Model of two link rigid manipulator

Question

I am working on parameter estimation of a rigid two-link manipulator as shown in the picture below.

Unlike the cylindrical links shown in the above image, my robot has links of oval shape.

So the centre of mass of links is not the midpoint of the link. I tried to search for the model equation but each one assumed the cylindrical shape of the links and the centre of mass as the centre of the link.

What I know till now is that we write Langragian equation $$L=K E-P E$$ And then derive the torque equation using $$ \frac{d}{d t}\left(\frac{\partial L}{\partial \dot{q}}\right)-\frac{\partial L}{\partial q}=\tau $$ I referenced these papers 2 Dof Manipulator Dynamics, Parameter Estimation of Manipulator Robot Dynamics.

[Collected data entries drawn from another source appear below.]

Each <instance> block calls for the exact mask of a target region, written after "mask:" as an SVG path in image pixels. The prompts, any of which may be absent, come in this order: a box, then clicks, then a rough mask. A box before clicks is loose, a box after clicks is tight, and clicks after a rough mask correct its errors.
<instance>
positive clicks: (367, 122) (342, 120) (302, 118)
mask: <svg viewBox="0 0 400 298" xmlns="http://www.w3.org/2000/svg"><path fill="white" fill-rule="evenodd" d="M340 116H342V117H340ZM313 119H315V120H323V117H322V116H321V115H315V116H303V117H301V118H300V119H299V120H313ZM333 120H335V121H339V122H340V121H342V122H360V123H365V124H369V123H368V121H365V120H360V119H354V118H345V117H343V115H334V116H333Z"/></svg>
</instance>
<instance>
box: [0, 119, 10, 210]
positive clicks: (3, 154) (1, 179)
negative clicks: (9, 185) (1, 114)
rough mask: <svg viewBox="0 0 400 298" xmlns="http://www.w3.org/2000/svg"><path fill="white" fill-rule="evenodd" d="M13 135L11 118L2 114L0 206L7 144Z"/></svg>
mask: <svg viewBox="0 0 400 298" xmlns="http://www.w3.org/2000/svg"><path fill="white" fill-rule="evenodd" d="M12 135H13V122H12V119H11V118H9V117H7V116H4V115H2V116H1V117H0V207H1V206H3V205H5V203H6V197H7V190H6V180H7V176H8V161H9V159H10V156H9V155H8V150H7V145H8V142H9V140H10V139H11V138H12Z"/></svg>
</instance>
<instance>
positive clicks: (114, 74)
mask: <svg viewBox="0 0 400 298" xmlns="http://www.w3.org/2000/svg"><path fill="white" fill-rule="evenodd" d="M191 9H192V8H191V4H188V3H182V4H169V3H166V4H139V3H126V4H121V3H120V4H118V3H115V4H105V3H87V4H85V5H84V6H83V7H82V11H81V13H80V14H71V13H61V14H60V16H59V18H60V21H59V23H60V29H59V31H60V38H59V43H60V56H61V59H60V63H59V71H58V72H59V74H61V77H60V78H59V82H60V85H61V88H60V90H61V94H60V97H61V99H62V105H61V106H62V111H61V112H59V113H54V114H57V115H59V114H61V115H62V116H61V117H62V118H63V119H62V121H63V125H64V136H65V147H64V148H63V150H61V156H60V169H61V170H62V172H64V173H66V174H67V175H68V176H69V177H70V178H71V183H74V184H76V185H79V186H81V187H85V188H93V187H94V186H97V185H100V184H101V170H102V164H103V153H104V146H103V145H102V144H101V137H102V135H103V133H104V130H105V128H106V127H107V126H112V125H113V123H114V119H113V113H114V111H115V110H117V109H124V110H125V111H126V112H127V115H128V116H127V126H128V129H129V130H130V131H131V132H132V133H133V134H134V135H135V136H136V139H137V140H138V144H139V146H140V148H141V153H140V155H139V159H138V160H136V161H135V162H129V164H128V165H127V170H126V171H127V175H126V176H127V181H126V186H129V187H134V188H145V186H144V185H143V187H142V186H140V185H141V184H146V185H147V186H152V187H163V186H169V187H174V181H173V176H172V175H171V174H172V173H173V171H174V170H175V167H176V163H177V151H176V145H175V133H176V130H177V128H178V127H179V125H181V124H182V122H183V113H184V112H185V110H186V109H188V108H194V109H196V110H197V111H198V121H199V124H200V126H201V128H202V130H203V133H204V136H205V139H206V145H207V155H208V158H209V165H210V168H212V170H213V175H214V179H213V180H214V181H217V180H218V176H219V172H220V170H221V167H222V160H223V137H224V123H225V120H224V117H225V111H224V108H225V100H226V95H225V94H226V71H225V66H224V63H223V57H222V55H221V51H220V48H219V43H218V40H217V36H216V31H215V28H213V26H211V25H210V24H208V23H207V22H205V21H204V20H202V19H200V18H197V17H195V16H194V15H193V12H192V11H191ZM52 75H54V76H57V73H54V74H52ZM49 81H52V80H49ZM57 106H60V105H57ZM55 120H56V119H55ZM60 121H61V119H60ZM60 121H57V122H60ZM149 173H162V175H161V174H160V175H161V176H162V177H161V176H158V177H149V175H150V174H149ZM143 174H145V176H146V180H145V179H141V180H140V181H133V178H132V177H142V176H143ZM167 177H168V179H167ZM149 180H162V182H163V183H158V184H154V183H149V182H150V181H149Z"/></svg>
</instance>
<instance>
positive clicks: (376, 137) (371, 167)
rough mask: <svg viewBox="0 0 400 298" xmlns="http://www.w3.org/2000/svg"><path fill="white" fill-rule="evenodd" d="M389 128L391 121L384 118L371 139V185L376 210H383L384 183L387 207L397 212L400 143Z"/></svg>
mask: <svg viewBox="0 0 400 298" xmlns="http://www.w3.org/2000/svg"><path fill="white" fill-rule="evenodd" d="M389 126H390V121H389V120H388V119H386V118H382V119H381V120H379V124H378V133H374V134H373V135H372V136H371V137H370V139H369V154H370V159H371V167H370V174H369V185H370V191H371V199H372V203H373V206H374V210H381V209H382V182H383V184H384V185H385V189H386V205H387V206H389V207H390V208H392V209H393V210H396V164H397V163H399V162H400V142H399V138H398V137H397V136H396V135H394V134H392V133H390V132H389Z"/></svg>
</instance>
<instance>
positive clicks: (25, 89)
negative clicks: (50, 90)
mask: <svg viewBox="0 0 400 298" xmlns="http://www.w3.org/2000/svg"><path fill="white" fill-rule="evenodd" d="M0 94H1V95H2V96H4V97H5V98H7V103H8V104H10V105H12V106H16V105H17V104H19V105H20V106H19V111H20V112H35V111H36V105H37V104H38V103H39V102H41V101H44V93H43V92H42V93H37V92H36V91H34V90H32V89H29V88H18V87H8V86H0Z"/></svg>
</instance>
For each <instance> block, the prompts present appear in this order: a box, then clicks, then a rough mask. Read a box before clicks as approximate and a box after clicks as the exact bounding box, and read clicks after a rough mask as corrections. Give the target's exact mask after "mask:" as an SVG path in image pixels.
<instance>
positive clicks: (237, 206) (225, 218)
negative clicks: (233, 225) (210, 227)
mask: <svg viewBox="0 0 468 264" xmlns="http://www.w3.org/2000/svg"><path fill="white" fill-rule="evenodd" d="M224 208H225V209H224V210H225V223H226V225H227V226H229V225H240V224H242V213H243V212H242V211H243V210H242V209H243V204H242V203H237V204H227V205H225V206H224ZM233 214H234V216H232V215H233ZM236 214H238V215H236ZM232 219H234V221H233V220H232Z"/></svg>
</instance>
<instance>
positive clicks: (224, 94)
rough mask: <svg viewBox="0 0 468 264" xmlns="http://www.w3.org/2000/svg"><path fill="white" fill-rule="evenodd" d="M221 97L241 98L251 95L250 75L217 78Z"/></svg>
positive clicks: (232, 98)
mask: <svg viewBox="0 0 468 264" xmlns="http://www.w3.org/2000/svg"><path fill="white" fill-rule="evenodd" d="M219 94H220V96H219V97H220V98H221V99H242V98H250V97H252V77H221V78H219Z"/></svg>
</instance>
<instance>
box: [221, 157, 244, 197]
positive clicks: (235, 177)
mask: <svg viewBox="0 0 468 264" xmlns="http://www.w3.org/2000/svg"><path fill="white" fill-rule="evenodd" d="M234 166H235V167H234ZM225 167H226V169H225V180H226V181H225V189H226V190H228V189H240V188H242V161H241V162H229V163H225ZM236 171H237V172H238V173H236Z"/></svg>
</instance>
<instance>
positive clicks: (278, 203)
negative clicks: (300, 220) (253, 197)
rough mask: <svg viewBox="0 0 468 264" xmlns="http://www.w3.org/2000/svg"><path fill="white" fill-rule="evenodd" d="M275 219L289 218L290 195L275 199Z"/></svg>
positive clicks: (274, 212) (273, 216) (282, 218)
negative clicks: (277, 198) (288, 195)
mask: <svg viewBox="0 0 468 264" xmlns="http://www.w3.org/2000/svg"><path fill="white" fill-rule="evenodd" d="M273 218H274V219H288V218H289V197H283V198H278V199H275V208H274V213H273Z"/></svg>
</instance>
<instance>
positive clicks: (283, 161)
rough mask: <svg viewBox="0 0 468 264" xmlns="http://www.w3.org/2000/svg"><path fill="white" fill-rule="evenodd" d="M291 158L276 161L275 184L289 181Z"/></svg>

Even though both have considered the same robot structure with the same joint type and link shape, they both have different model equation. The former (page 6 to 9) has considered the length of the links while the latter (page 22) has considered the centre of mass of the links.

Which one is correct for my robot? How should I derive the model for a rigid two-link manipulator with oval-shaped links?

Answer 1

Those two papers have a different equation for the same robot because they have taken different assumption. The first paper has considered the centre of mass to be at the end of the link, and the other paper has considered the centre of mass at the middle of the link.

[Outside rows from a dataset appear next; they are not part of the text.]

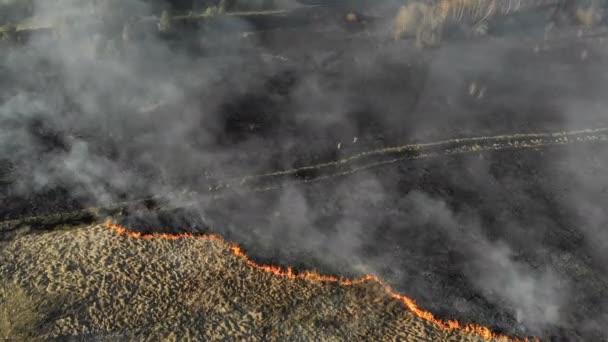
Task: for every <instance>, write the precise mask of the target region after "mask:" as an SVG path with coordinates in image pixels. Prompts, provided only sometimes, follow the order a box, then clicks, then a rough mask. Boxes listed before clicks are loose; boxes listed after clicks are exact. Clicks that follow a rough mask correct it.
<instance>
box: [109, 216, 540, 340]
mask: <svg viewBox="0 0 608 342" xmlns="http://www.w3.org/2000/svg"><path fill="white" fill-rule="evenodd" d="M105 225H106V226H107V227H108V228H110V229H111V230H113V231H114V232H116V233H118V234H119V235H123V236H127V237H130V238H134V239H146V240H149V239H165V240H179V239H194V238H196V239H201V240H213V241H219V242H221V243H223V244H226V245H228V246H230V250H231V251H232V253H233V254H234V255H235V256H237V257H239V258H241V259H243V260H244V261H245V263H246V264H247V265H249V266H250V267H252V268H255V269H258V270H262V271H265V272H268V273H272V274H274V275H276V276H278V277H285V278H289V279H304V280H308V281H316V282H328V283H338V284H340V285H342V286H351V285H357V284H362V283H365V282H368V281H373V282H375V283H377V284H379V285H380V286H382V288H383V289H384V291H385V292H386V294H387V295H388V296H389V297H391V298H393V299H395V300H398V301H400V302H401V303H403V304H404V305H405V307H406V308H407V309H408V310H410V311H411V312H412V313H413V314H415V315H416V316H418V317H419V318H422V319H424V320H426V321H427V322H430V323H432V324H434V325H435V326H437V327H438V328H440V329H443V330H460V331H463V332H465V333H469V334H474V335H477V336H480V337H482V338H484V339H486V340H492V339H495V340H502V341H517V342H524V341H527V342H530V340H529V339H528V338H526V339H520V338H516V337H510V336H507V335H502V334H498V333H495V332H493V331H492V330H490V329H489V328H487V327H484V326H481V325H477V324H460V323H459V322H458V321H455V320H447V321H443V320H440V319H437V318H435V316H434V315H433V314H432V313H430V312H428V311H424V310H422V309H420V308H419V307H418V305H417V304H416V302H415V301H414V300H413V299H411V298H408V297H406V296H404V295H401V294H398V293H396V292H394V291H393V290H392V288H391V287H390V286H389V285H388V284H386V283H385V282H384V281H382V280H381V279H380V278H378V277H377V276H375V275H372V274H367V275H365V276H363V277H361V278H356V279H348V278H337V277H333V276H327V275H322V274H319V273H316V272H313V271H304V272H299V273H297V274H296V273H294V272H293V269H292V268H291V267H287V268H286V269H284V268H281V267H278V266H271V265H261V264H258V263H256V262H255V261H253V260H251V259H250V258H249V257H248V256H247V254H245V252H244V251H243V250H242V249H241V248H240V247H239V246H237V245H235V244H232V243H229V242H228V241H226V240H224V239H223V238H222V237H220V236H218V235H214V234H208V235H193V234H190V233H181V234H167V233H153V234H142V233H140V232H135V231H130V230H128V229H126V228H124V227H121V226H118V225H115V224H113V223H111V222H110V221H106V223H105ZM532 341H538V339H537V338H534V339H532Z"/></svg>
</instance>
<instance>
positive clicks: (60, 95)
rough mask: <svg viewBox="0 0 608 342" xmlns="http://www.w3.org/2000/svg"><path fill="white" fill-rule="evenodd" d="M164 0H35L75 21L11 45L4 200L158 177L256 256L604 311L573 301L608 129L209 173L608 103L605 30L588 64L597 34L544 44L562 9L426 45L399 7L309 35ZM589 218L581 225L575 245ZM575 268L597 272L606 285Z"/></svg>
mask: <svg viewBox="0 0 608 342" xmlns="http://www.w3.org/2000/svg"><path fill="white" fill-rule="evenodd" d="M280 3H281V6H283V8H288V9H293V8H296V7H298V6H299V5H297V4H295V3H294V2H292V1H290V2H288V3H287V2H283V1H281V2H280ZM11 4H12V2H7V1H3V2H0V5H2V6H5V5H6V6H9V5H11ZM167 6H168V4H166V3H154V2H148V1H143V0H128V1H95V2H85V1H55V2H52V3H51V2H48V1H34V2H33V11H34V13H33V14H34V15H35V16H37V17H39V18H44V21H46V20H48V21H50V22H55V23H63V26H62V25H59V28H58V30H56V31H57V32H55V33H53V34H39V35H33V36H32V37H31V38H30V39H27V41H26V42H24V43H22V44H25V46H21V47H16V46H12V45H11V46H10V47H7V48H6V49H4V48H3V49H2V50H0V54H1V55H2V58H1V59H0V101H1V102H0V157H1V158H2V159H3V160H7V163H10V164H11V165H13V167H12V168H11V170H12V171H11V172H10V174H9V175H8V176H5V175H1V174H0V177H8V178H10V181H11V188H10V190H9V191H7V192H8V194H7V195H6V196H4V195H3V196H4V197H2V198H1V199H0V200H1V201H3V202H4V203H6V202H8V201H9V200H10V199H11V198H13V197H15V196H17V197H19V196H24V197H27V196H30V195H31V194H32V193H43V192H44V191H48V190H49V189H53V188H57V187H60V188H65V189H67V190H68V192H69V193H70V195H71V196H73V197H75V198H77V199H79V200H80V201H81V203H82V204H83V205H101V206H103V205H108V204H111V203H113V202H116V201H121V200H124V199H137V198H141V197H144V196H149V195H155V196H161V197H164V198H166V199H168V200H169V201H170V202H171V205H172V206H175V207H181V206H183V205H184V204H188V205H189V206H191V207H193V208H195V210H196V211H198V214H199V215H200V217H201V218H202V219H203V220H204V221H205V222H206V223H208V224H209V225H210V226H211V227H213V229H215V230H217V231H220V232H221V233H223V234H225V235H226V236H227V238H229V239H232V240H234V241H236V242H238V243H243V244H245V247H246V248H247V249H248V252H249V253H250V254H252V255H254V256H259V257H260V258H266V260H271V261H273V262H275V263H284V264H289V265H294V264H295V265H296V266H301V267H303V268H304V267H306V268H309V267H311V265H312V267H318V268H322V269H327V270H328V271H330V272H333V273H340V272H341V273H345V274H349V273H356V272H370V273H375V274H378V275H379V276H381V277H383V278H384V277H386V278H388V279H389V280H390V281H391V282H392V283H394V284H397V285H396V286H395V287H396V288H397V289H399V290H400V291H403V292H404V293H406V294H407V295H410V296H411V297H413V298H415V299H417V300H419V302H420V303H421V306H422V307H423V308H425V309H426V308H428V309H430V310H431V311H434V312H438V314H440V315H441V314H442V313H443V315H441V316H442V317H445V318H454V317H453V315H454V313H457V314H460V315H462V316H461V317H464V318H465V321H476V322H479V323H482V324H489V325H493V326H498V327H499V328H501V329H504V330H507V331H509V332H515V333H524V334H527V333H543V332H545V331H547V330H550V331H555V329H558V328H564V329H578V330H577V332H576V334H584V333H585V332H586V331H592V332H597V331H602V329H603V328H602V326H603V325H602V322H604V321H605V315H603V316H602V315H600V314H599V313H600V312H601V310H602V308H603V307H605V303H604V302H602V303H601V304H600V303H597V309H593V310H592V309H590V310H589V311H586V310H583V309H580V308H577V307H576V305H579V306H580V305H587V304H589V303H590V302H591V303H592V302H593V299H594V298H597V297H594V296H598V293H601V291H600V290H598V288H601V286H605V284H606V283H605V281H604V280H603V279H602V276H601V275H598V274H597V273H594V272H593V271H594V270H603V271H604V268H602V266H597V265H596V263H597V264H600V263H602V262H603V261H604V260H605V257H606V256H605V252H604V250H605V246H606V241H607V240H608V236H606V233H605V232H604V229H603V227H604V226H605V225H606V223H607V222H608V217H607V216H606V214H605V210H604V209H603V205H604V204H605V203H606V191H604V190H605V189H604V190H602V189H598V188H601V187H603V184H608V183H607V181H608V180H607V179H606V176H605V174H604V172H602V168H603V167H605V165H606V163H607V162H608V159H607V157H608V154H607V153H606V149H605V148H604V147H602V146H595V147H593V150H592V152H591V155H590V154H589V153H587V152H585V153H581V150H580V149H564V150H560V151H558V152H546V153H547V154H548V155H549V154H550V155H549V156H545V155H543V154H542V153H544V152H533V153H538V154H532V155H531V154H525V155H524V153H522V154H521V155H519V154H517V153H506V154H504V155H498V154H496V155H494V154H489V155H487V156H481V157H477V156H475V157H463V158H462V159H460V160H459V161H454V160H453V159H449V158H448V159H447V160H441V161H419V162H412V163H410V164H408V163H401V164H398V165H397V164H396V165H394V167H390V168H385V169H382V170H378V171H370V172H367V173H360V174H357V175H355V176H352V177H347V178H336V179H332V180H330V181H327V182H323V183H315V184H309V185H294V184H285V185H284V187H283V188H282V189H281V190H278V191H274V192H269V193H259V194H247V193H237V195H238V196H235V197H231V198H219V199H216V198H212V197H210V196H207V195H205V191H204V190H205V189H207V188H208V187H209V186H210V185H211V184H214V182H216V181H217V180H222V179H230V178H234V177H238V176H243V175H250V174H257V173H262V172H267V171H273V170H277V169H289V168H293V167H296V166H302V165H309V164H313V163H318V162H324V161H329V160H334V159H336V158H340V157H345V156H348V155H351V154H353V153H354V152H357V151H362V150H369V149H373V148H375V147H379V146H390V145H396V144H398V143H399V144H401V143H405V142H411V141H433V140H440V139H444V138H451V137H454V136H480V135H495V134H501V133H513V132H532V131H539V130H541V131H551V130H566V129H579V128H585V127H590V126H593V125H598V124H600V123H605V122H606V120H605V112H604V110H603V108H605V104H606V103H605V99H604V98H603V89H605V85H606V82H605V81H606V80H605V75H604V74H605V73H603V72H600V70H601V67H603V64H602V63H601V61H602V59H603V58H605V56H606V51H605V49H601V48H598V49H593V50H591V49H589V50H588V51H587V53H586V55H585V56H587V57H585V58H587V61H588V62H589V61H590V62H589V65H588V66H586V67H585V68H583V69H584V70H583V71H581V68H579V67H578V65H580V63H582V62H581V56H582V55H581V53H582V50H581V51H575V49H572V51H570V50H569V51H570V52H571V54H568V55H567V56H566V57H564V59H563V60H561V59H555V58H554V57H552V56H551V55H550V53H547V54H546V55H545V54H544V52H543V53H538V52H534V47H535V44H537V42H538V41H539V40H538V39H537V38H538V37H542V36H543V35H544V33H545V31H544V28H543V27H541V28H540V29H538V28H537V29H536V30H533V31H530V32H533V34H527V33H526V34H522V33H516V34H513V36H509V35H506V34H505V35H504V37H502V38H500V39H487V40H485V41H483V42H482V43H479V42H459V43H458V44H453V45H452V44H448V45H446V46H445V47H442V48H441V49H440V50H436V51H422V52H421V51H418V50H415V49H414V48H413V46H412V45H411V44H408V43H403V45H399V44H387V43H386V41H387V38H390V37H389V36H387V33H388V32H389V31H390V30H389V29H388V28H387V25H383V24H379V25H378V26H374V27H375V29H370V30H368V31H365V32H363V33H361V32H358V31H356V30H354V31H348V28H347V29H345V28H344V27H342V26H341V25H342V24H343V23H341V22H340V21H339V20H334V21H330V22H329V23H326V24H323V25H324V26H323V25H321V26H322V27H321V28H319V29H318V31H321V33H318V32H317V33H315V32H313V31H314V30H313V29H310V31H311V32H309V33H306V34H304V35H303V34H302V33H301V32H299V33H298V32H294V30H287V29H286V30H284V32H282V33H274V34H268V33H267V35H264V34H261V33H260V32H259V31H260V30H259V27H258V26H256V24H255V23H252V21H249V20H244V19H239V18H236V17H231V18H222V19H221V20H222V22H221V23H220V24H218V25H217V26H213V25H209V27H207V28H206V29H203V28H199V29H198V30H190V31H188V30H185V31H186V32H189V33H186V32H181V31H179V29H177V30H176V32H168V33H166V34H158V33H157V32H156V30H157V28H156V26H155V25H156V23H155V22H154V21H151V22H150V25H148V24H141V25H139V26H138V25H135V24H134V25H133V26H128V25H126V26H125V25H124V23H125V21H128V20H129V18H131V17H134V16H137V17H141V18H148V17H153V16H157V17H158V16H159V15H160V13H159V8H166V7H167ZM367 6H368V7H366V8H368V9H370V11H371V12H372V13H374V14H377V15H386V13H390V10H391V8H392V9H394V8H395V7H394V2H391V3H390V4H388V2H387V4H383V5H382V6H373V5H367ZM391 6H392V7H391ZM372 10H373V11H372ZM74 17H75V18H77V19H73V20H72V19H71V20H66V18H74ZM330 17H331V16H330ZM41 20H42V19H41ZM511 25H512V23H511ZM507 26H508V25H507ZM541 26H542V25H541ZM313 28H316V27H313ZM323 30H324V31H323ZM523 31H524V30H523V29H521V32H523ZM150 32H152V33H150ZM192 32H194V33H192ZM243 32H249V36H244V35H242V33H243ZM347 32H348V33H347ZM526 32H527V31H526ZM347 35H348V36H349V37H350V38H349V39H348V40H347V39H345V38H344V37H345V36H347ZM370 37H371V38H370ZM541 41H542V39H541ZM577 44H578V43H577ZM591 62H592V63H591ZM576 63H579V64H576ZM593 63H595V64H593ZM387 169H390V170H387ZM541 175H542V176H541ZM543 177H544V178H543ZM541 178H543V179H541ZM0 179H1V178H0ZM604 188H605V187H604ZM184 192H194V193H196V196H195V197H194V198H187V199H186V198H183V197H180V194H182V193H184ZM237 192H238V190H237ZM11 196H12V197H11ZM573 231H576V232H579V233H580V234H581V236H582V237H580V239H581V240H582V241H583V242H581V244H582V245H575V246H574V247H572V246H570V247H567V246H566V247H563V245H564V243H565V242H564V241H563V240H564V239H568V238H564V236H567V237H568V236H569V237H572V236H575V235H576V234H574V233H572V232H573ZM568 234H572V235H568ZM556 236H558V237H556ZM571 240H575V239H574V238H572V239H571ZM577 241H578V240H577ZM562 247H563V248H570V249H569V250H568V252H564V251H563V249H561V248H562ZM568 253H569V254H568ZM588 254H590V255H592V256H591V259H592V261H588V259H586V258H587V257H588ZM563 255H570V256H571V257H570V258H569V259H568V260H566V261H564V260H565V259H564V258H565V257H563V258H562V256H563ZM600 261H602V262H600ZM573 272H574V273H573ZM576 272H578V273H576ZM454 274H457V275H458V276H454ZM573 274H576V275H580V277H578V276H573ZM577 277H578V278H579V279H591V278H590V277H595V278H593V280H589V281H592V282H596V283H593V285H589V286H590V287H592V288H593V289H592V290H589V293H591V294H590V295H589V296H585V295H584V292H585V291H587V290H588V289H589V287H586V285H581V284H577ZM598 284H599V285H598ZM408 291H409V292H408ZM581 293H582V294H581ZM452 300H453V301H454V302H451V301H452ZM463 301H464V302H466V303H467V304H465V305H460V306H459V305H454V304H453V303H462V302H463ZM573 304H574V307H573ZM459 308H460V309H459ZM492 312H498V313H497V314H496V315H497V317H492V316H490V315H491V313H492ZM505 312H506V314H505ZM591 314H593V315H592V317H593V318H592V317H591V316H590V315H591ZM501 315H502V316H501ZM498 316H500V317H498ZM505 316H508V317H507V318H504V317H505ZM583 318H584V319H585V320H586V321H588V322H591V323H589V324H587V325H586V326H575V323H576V322H577V321H580V320H582V319H583ZM587 329H588V330H587ZM580 331H583V332H580Z"/></svg>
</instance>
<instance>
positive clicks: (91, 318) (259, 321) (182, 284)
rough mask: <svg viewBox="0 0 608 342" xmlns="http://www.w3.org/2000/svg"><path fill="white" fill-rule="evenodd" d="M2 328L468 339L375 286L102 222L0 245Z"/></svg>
mask: <svg viewBox="0 0 608 342" xmlns="http://www.w3.org/2000/svg"><path fill="white" fill-rule="evenodd" d="M0 280H1V283H0V317H1V319H0V334H1V337H2V338H6V339H12V340H34V339H48V338H60V337H64V338H65V337H83V338H87V337H91V338H92V337H95V339H96V340H112V341H114V340H124V339H137V340H150V341H156V340H239V341H241V340H242V341H257V340H274V341H278V340H280V341H284V340H308V341H364V340H365V341H370V340H374V341H376V340H391V341H476V340H483V339H482V338H481V337H478V336H476V335H471V334H466V333H463V332H462V331H459V330H443V329H440V328H438V327H437V326H436V325H434V324H431V323H429V322H428V321H426V320H424V319H422V318H420V317H418V316H416V315H415V314H413V313H412V312H411V311H409V310H408V309H407V308H406V307H405V306H404V305H403V303H402V302H400V301H398V300H395V299H394V298H391V297H390V296H389V295H387V293H386V291H385V289H384V288H383V287H382V286H381V285H380V284H378V283H376V282H373V281H368V282H362V283H360V284H357V285H350V286H344V285H340V284H339V283H336V282H320V281H312V280H307V279H300V278H297V279H289V278H288V277H282V276H277V275H275V274H272V273H270V272H267V271H264V270H261V269H256V268H255V267H252V266H251V265H250V264H248V262H247V260H246V259H244V258H242V257H238V256H237V255H235V254H234V251H233V250H232V249H231V246H230V245H228V244H227V243H226V242H223V241H221V240H215V239H178V240H168V239H161V238H150V239H136V238H132V237H128V236H125V235H121V234H119V233H118V232H116V231H113V230H111V229H109V228H108V227H106V226H105V225H104V224H97V225H92V226H82V227H79V228H77V229H71V230H60V231H50V232H46V233H41V234H30V235H24V236H21V237H18V238H16V239H13V240H12V241H8V242H2V246H0Z"/></svg>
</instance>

Now the dynamics of any two-link manipulator irrespective of the link shape is $$ \tau = H(q)\ddot q + C(q,\dot q)\dot q + G(q) $$ $$ \begin{bmatrix} \tau_1 \\ \tau_2 \\ \end{bmatrix} = \begin{bmatrix} I_1 + I_2 + m_2l_1^2 + 2m_2l_1l_{c2}cos(q_2) & I_2 + m_2l_1l_{c2}cos(q) \\ I_2 + m_2l_1l_{c2}cos(q) & I_2 \\ \end{bmatrix} \begin{bmatrix} \ddot{q}_1\\ \ddot{q}_2 \\ \end{bmatrix} \\ + \begin{bmatrix} -m_2l_1l_{c2}\dot{q}_2sin(q_2) & -m_2l_1l_{c2}(\dot{q}_1 + \dot{q}_2)sin(q_2)\\ m_2\dot{q}_1l_1l_{c2}sin(q_2) & 0 \end{bmatrix} \begin{bmatrix} \dot{q}_1\\ \dot{q}_2 \\ \end{bmatrix} \\ + \begin{bmatrix} m_1gl_{c1}sin(q_1) + m_2g(l_1sin(q_1) + l_{c2}sin(q_1 + q_2))\\ m_2gl_{c2}sin(q_1 + q_2) \\ \end{bmatrix} $$

Here $I_1$ and $I_2$ are the moment of inertia about the rotating axis of link-1 and link-2 respectively. $l_{c1}$ and $l_{c2}$ are the centre of mass of the two links. Moment of inertia can be calculated by any CAD software or separating the shape of link into basic shape and finding the moment of inertia by the composite method as mentioned in the other answer.

Now, the derivation of this dynamic is simple. Proceed with the Lagrangian equation and differential equation as written in the question. The Kinetic and Potential energy should be about the centre of mass of the links. For more information read this book Introduction to Robotics chapter 7.

Answer 2

the model would be different because of the location of the center of mass of the links, so maybe in one model is just the total length d while in others might only be d/2.

To calculate the center of mass of your oval kind shape link you have two options: separate the shape of your link into the basic shapes like a trapezoid and two half circles https://www.youtube.com/watch?v=8jo8gVUmTEw

or take the data from a CAD program like solidworks/solid edge/catia etc.

and use that vector to get the kinetic and potential energy of your links and derived the model.